Why would the Bible do this? These aren’t typos. In the ancient world, well-expressed gender fluidity was the mark of a civilized person. Such a person was considered more “godlike.”
Well, “gender fluidity” is a misnomer here, if all he means is that sexual stereotypes and “gender roles” weren’t such as they are in Western culture. There’s no reason for us to expect that they would be. It was a different age and culture. And God, being neither male nor female, would incorporate the stereotypical “characteristics” of both. That does not mean God is “transgender” or “gender fluid.” He is, rather, transcendent of all categories.)
Sameth continues:
In Ancient Mesopotamia and Egypt, the gods were thought of as gender-fluid, and human beings were considered reflections of the gods. The Israelite ideal of the “nursing king” seems to have been based on a real person: a woman by the name of Hatshepsut who, after the death of her husband, Thutmose II, donned a false beard and ascended the throne to become one of Egypt’s greatest pharaohs.
Well, that’s a … stretch. What evidence does Sameth have that Isaiah borrowed from this historical example? If he has any, he does not mention it.
Rabbi Sameth: It’s a metaphor. It’s a figure of speech. That’s all. Let’s stop there. Isaiah wasn’t prophesying that Israel’s future kings would be women dressed up as men. And as for Hatshepsut, that example tells us a lot more about patriarchy in ancient Egypt than it does about “gender” in the current, hijacked usage of the word.
Sameth has more:
The Israelites took the transgender trope from their surrounding cultures [There was no “transgender trope,” to judge by the highly cursory and questionable evidence Sameth provides.] and wove it into their own sacred scripture. The four-Hebrew-letter name of God, which scholars refer to as the Tetragrammaton, YHWH, was probably not pronounced “Jehovah” or “Yahweh,” as some have guessed. The Israelite priests would have read the letters in reverse as Hu/Hi — in other words, the hidden name of God was Hebrew for “He/She.” Counter to everything we grew up believing, the God of Israel — the God of the three monotheistic, Abrahamic religions to which fully half the people on the planet today belong — was understood by its earliest worshipers to be a dual-gendered deity.
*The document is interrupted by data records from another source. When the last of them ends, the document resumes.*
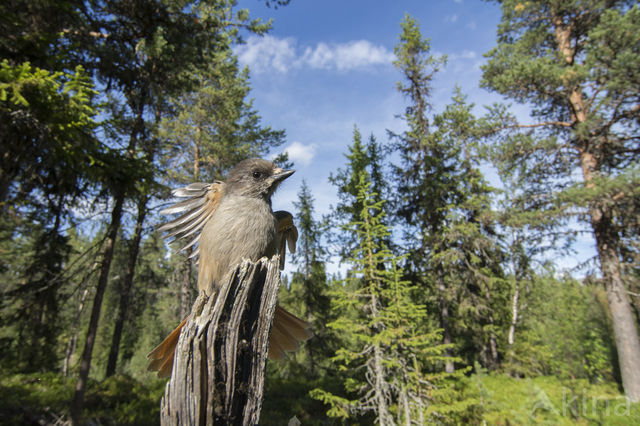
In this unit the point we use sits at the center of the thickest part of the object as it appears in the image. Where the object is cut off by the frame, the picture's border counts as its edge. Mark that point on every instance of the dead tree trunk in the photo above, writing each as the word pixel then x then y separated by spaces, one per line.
pixel 220 360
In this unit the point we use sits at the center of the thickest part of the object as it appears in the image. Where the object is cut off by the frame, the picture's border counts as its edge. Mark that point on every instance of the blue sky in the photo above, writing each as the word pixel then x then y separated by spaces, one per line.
pixel 327 66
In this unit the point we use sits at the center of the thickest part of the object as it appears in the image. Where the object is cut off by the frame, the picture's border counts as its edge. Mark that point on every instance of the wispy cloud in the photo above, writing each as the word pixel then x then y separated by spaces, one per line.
pixel 451 18
pixel 347 56
pixel 283 54
pixel 263 53
pixel 300 153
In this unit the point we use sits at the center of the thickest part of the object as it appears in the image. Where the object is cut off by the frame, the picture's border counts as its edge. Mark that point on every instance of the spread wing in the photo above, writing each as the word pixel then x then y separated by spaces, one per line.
pixel 202 200
pixel 287 234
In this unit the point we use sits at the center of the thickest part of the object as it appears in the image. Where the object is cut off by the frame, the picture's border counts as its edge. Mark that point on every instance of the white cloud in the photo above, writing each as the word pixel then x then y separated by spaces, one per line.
pixel 264 53
pixel 347 56
pixel 451 18
pixel 300 153
pixel 465 54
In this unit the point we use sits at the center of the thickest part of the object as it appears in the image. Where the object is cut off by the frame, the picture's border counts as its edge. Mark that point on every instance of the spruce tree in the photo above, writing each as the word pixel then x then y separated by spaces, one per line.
pixel 577 65
pixel 384 349
pixel 442 202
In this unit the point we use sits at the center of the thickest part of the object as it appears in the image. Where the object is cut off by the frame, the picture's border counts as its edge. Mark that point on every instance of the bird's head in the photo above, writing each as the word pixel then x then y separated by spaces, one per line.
pixel 255 178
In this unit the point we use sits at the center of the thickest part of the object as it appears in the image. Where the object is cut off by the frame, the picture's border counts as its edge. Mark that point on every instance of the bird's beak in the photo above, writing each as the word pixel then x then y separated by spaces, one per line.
pixel 281 174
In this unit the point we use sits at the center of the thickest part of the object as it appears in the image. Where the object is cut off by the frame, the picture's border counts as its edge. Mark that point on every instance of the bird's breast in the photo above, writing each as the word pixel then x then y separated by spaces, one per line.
pixel 241 228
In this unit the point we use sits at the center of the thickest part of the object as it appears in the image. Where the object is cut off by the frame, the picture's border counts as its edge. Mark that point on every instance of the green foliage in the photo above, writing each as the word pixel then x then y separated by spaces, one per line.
pixel 45 397
pixel 547 400
pixel 386 354
pixel 572 342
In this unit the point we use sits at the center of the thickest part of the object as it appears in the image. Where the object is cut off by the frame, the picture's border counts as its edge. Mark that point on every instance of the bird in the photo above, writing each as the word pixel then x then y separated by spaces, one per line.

Not dual-gendered, Rabbi Sameth: non-gendered. God is not both male and female; he is neither male nor female. Pronouns, of course, do have gender—for gender, properly, is a grammatical construct—but it behooves us to not get excited and jiggly and read our agendas into the fact that some pronoun needs to be applied to God. That a pronoun has gender should not lead us to suspect that God has a gender, or multiple genders, or is transgendered, or is gender fluid, or whatever else your agenda compels you to want to say about God. God is transcendent.
But Sameth, in his haste to urge a particular ideology of “gender” upon us, misrepresents both the nature of God as well as the nature of human language.